Usually, when farmers clean and sieve grain, the small weed seeds that were collected alongside it, such as those from pale persicaria, fall out, Nielsen said. But it appears that in Tollund Man’s case, this waste material — including tiny bits of charcoal, charred food crust (indicating the porridge had been cooked in a clay vessel) and sand grains — was added to the porridge, possibly as a ritual practice, she said.
A chemical and protein analysis revealed that Tollund Man ate a fatty fish along with the porridge about 12 to 24 hours before he died. While Iron Age people in Denmark ate fish, it wasn’t a large part of the diet then, the researchers noted. Additional analyses revealed parasite eggs, which Tollund Man likely got by eating raw or undercooked meat and drinking contaminated water, Nielsen said.
The circumstances leading to Tollund Man’s death are a mystery, but the meal does offer clues, the researchers said.
“Our interpretation of Tollund Man was that he was ritually sacrificed,” Nielsen said. “At this time in the Iron Age, it was common to use wetlands for ritual activities.”
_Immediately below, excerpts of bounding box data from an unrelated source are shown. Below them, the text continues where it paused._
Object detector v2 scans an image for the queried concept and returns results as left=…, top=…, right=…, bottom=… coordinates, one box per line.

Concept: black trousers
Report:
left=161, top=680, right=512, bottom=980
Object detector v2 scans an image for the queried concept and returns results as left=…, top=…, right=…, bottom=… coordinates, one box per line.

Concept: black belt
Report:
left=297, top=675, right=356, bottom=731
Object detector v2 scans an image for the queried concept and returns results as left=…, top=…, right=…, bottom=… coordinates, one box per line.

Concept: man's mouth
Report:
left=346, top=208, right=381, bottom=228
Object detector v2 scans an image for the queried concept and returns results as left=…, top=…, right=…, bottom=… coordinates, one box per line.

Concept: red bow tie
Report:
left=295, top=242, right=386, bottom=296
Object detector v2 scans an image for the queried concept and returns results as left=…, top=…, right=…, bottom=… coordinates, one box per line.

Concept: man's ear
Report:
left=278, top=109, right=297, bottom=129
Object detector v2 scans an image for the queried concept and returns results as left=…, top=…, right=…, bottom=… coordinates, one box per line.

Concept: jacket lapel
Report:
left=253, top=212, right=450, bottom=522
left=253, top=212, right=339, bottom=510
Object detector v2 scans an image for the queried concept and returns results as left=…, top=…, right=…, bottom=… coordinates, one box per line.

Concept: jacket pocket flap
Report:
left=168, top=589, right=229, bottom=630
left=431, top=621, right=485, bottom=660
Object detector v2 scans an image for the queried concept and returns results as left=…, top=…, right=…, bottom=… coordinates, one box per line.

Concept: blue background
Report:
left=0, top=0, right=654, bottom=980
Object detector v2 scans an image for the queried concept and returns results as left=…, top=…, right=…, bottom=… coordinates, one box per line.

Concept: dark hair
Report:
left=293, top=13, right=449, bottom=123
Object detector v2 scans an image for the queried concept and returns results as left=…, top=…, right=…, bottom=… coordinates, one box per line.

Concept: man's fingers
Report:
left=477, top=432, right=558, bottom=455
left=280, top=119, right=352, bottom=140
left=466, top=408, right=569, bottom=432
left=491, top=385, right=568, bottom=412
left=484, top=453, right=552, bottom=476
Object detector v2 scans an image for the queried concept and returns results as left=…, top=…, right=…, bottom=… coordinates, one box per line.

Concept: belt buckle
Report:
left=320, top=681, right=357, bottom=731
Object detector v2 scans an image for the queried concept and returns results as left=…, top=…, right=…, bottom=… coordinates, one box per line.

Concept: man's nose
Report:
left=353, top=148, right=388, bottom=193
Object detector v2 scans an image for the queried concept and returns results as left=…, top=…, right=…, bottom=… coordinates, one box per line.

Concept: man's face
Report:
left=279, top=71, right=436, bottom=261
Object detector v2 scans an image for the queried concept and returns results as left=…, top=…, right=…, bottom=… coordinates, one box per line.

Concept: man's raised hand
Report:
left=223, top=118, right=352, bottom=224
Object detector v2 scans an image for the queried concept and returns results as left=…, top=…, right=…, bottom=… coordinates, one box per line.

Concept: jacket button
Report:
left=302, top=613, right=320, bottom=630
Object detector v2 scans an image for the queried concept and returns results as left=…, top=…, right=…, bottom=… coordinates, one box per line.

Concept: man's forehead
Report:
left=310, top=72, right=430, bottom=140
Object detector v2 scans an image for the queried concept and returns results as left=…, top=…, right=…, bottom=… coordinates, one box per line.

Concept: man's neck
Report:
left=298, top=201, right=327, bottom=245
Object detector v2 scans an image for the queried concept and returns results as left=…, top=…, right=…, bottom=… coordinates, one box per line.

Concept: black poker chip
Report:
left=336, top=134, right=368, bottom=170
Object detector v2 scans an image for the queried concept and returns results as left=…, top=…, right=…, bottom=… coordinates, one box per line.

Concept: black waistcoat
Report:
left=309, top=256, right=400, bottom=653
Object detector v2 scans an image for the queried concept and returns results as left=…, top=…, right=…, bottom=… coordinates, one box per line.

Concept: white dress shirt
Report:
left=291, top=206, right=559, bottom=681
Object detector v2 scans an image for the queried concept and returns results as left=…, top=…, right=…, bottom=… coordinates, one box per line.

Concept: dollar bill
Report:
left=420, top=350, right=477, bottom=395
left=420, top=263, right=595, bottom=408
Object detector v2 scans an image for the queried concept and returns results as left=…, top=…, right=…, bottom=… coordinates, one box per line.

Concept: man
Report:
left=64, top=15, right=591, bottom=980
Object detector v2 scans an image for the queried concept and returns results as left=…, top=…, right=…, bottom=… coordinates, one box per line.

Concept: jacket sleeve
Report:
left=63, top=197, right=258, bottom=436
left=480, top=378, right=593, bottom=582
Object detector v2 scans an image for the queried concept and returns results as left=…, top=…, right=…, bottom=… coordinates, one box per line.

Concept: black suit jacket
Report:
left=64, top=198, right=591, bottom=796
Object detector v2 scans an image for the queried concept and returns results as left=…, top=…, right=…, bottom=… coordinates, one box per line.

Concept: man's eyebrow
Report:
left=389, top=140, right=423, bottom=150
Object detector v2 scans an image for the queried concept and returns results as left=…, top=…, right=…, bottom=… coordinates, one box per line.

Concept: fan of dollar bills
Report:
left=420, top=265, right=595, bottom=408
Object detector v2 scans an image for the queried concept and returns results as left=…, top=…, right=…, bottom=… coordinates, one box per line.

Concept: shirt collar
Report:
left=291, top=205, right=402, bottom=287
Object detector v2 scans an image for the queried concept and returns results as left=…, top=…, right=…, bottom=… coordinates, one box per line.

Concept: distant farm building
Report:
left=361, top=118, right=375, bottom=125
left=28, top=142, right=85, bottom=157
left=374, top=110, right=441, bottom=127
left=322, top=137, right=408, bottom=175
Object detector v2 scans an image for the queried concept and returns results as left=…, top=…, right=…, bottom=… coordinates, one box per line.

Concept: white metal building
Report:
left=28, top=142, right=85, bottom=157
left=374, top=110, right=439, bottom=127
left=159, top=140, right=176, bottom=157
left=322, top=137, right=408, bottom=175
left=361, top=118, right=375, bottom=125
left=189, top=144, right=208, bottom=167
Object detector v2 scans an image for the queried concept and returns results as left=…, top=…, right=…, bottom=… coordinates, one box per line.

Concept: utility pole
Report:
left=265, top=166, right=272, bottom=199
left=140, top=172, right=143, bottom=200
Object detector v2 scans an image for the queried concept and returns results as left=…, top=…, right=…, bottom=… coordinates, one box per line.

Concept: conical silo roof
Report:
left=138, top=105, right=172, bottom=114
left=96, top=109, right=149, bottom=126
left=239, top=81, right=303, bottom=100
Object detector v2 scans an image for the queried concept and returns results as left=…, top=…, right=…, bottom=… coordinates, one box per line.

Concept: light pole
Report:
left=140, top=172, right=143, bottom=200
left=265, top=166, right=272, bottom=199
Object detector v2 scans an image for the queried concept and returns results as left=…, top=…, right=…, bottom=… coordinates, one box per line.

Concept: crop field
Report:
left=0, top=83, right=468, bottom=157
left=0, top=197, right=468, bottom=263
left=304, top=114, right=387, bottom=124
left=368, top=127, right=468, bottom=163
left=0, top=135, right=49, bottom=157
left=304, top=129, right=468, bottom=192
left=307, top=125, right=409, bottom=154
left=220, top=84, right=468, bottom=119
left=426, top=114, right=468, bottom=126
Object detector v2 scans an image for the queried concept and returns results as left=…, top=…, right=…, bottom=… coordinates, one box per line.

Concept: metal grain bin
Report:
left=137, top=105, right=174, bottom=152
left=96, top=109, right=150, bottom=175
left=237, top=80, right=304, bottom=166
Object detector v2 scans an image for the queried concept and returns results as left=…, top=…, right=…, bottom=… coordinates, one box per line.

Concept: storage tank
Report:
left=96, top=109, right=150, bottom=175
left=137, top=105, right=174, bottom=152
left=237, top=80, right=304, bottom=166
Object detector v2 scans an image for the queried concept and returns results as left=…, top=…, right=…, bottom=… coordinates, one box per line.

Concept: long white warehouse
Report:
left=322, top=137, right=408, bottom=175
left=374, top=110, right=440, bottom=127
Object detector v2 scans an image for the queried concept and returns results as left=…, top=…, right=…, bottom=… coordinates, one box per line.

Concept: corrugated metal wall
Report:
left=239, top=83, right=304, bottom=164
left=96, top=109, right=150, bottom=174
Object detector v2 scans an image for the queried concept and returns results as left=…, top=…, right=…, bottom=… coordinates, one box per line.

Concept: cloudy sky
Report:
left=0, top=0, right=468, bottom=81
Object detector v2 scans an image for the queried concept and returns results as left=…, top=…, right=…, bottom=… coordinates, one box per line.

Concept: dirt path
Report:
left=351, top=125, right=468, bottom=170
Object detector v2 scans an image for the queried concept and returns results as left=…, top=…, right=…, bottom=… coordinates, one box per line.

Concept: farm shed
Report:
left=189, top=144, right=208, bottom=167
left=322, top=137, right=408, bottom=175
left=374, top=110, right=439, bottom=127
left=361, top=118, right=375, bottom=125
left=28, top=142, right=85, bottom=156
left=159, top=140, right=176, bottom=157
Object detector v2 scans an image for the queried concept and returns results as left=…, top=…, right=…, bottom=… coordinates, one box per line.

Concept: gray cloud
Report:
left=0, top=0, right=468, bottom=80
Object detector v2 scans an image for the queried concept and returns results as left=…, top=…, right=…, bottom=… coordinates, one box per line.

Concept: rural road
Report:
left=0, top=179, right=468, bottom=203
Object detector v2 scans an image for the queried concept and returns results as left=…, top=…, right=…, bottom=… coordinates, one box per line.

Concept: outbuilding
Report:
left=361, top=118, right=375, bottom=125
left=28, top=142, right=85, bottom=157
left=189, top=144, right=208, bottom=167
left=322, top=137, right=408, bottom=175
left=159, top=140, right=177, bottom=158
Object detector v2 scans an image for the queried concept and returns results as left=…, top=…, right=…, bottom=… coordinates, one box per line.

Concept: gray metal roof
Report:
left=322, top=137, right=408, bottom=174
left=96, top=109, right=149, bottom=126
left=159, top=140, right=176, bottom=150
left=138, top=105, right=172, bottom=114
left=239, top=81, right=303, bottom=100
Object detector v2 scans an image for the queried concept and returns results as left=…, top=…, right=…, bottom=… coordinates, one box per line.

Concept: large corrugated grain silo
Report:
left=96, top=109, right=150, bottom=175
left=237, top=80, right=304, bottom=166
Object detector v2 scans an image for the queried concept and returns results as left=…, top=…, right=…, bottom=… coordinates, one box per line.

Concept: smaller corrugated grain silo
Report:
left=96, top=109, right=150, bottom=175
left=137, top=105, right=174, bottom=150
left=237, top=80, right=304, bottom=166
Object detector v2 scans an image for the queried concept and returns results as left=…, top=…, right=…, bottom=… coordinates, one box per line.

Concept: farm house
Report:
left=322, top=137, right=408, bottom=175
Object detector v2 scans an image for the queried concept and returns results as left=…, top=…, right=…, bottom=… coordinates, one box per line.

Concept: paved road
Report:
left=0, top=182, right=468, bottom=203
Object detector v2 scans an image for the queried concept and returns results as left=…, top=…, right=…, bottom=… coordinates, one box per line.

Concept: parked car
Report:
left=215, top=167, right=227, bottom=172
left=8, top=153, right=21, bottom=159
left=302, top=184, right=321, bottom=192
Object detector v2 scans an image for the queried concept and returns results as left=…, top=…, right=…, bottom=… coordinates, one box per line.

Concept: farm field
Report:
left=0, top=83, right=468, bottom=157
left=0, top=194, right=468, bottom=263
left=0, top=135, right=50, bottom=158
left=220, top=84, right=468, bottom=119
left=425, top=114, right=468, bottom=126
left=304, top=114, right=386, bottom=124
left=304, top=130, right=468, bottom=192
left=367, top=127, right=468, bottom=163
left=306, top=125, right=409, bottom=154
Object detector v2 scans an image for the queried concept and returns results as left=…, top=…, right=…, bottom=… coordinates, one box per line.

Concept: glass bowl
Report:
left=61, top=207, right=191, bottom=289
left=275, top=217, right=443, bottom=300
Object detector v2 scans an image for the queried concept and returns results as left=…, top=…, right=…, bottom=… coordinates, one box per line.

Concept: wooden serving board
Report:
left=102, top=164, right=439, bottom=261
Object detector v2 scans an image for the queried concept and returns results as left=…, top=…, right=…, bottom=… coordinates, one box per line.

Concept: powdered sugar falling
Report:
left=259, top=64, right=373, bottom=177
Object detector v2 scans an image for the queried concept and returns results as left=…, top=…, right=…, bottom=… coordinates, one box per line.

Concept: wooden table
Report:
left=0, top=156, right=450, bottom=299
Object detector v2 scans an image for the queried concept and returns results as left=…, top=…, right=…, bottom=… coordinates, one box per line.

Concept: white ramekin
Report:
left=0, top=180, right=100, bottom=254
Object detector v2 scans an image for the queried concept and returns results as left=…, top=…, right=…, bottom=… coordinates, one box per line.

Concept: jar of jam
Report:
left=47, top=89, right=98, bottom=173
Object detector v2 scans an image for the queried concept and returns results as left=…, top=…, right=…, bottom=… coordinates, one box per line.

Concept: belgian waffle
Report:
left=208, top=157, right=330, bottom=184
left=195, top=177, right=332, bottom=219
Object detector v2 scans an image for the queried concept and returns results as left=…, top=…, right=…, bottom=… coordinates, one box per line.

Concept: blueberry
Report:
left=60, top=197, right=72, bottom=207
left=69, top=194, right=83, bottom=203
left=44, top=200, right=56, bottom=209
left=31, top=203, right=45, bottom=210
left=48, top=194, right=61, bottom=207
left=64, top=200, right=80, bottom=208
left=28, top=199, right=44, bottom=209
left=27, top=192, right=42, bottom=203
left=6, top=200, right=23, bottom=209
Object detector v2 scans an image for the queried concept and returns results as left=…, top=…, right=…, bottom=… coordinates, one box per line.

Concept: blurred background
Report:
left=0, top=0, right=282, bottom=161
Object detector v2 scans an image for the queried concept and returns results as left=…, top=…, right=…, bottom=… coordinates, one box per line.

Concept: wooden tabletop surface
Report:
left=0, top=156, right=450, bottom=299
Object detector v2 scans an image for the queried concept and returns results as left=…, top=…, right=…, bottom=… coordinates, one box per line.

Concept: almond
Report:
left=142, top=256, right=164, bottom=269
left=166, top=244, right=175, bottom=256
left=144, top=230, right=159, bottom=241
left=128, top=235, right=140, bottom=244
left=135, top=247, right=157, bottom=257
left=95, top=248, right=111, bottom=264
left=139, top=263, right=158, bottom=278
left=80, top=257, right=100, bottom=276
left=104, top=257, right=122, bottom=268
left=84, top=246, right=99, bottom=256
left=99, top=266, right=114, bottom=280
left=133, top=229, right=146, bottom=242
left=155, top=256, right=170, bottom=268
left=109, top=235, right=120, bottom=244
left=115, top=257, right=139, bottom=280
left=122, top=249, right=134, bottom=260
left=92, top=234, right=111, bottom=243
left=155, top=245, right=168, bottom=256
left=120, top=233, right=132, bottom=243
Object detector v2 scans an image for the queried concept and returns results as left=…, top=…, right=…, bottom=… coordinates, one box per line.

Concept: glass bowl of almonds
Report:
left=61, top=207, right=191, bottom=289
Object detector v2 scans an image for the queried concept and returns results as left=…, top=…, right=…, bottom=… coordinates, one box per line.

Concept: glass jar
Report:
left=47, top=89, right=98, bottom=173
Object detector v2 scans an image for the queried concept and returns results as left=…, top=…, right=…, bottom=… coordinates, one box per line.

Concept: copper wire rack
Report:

An earlier analysis revealed that though Tollund Man likely died from suffocation, his neck wasn’t broken. Perhaps a number of rituals took place before Tollund Man was hanged, including the consumption of his last meal, she said.
The study “extends our knowledge on the diet and the preparation of meals in the Danish Iron Age,” said Albert Zink, head of the Institute for Mummy Studies at Eurac Research in Bolzano, Italy, who was not involved with the research but did a similar “last meal” study on Ötzi the Iceman, who lived about 5,300 years ago in the Alps.
“It shows that it is important to re-analyze such samples, as scientific methods are continuously improving and thereby new information can be added,” Zink told Live Science in an email. “For example, we have learned from this study that the Tollund man most likely consumed fish and meat.”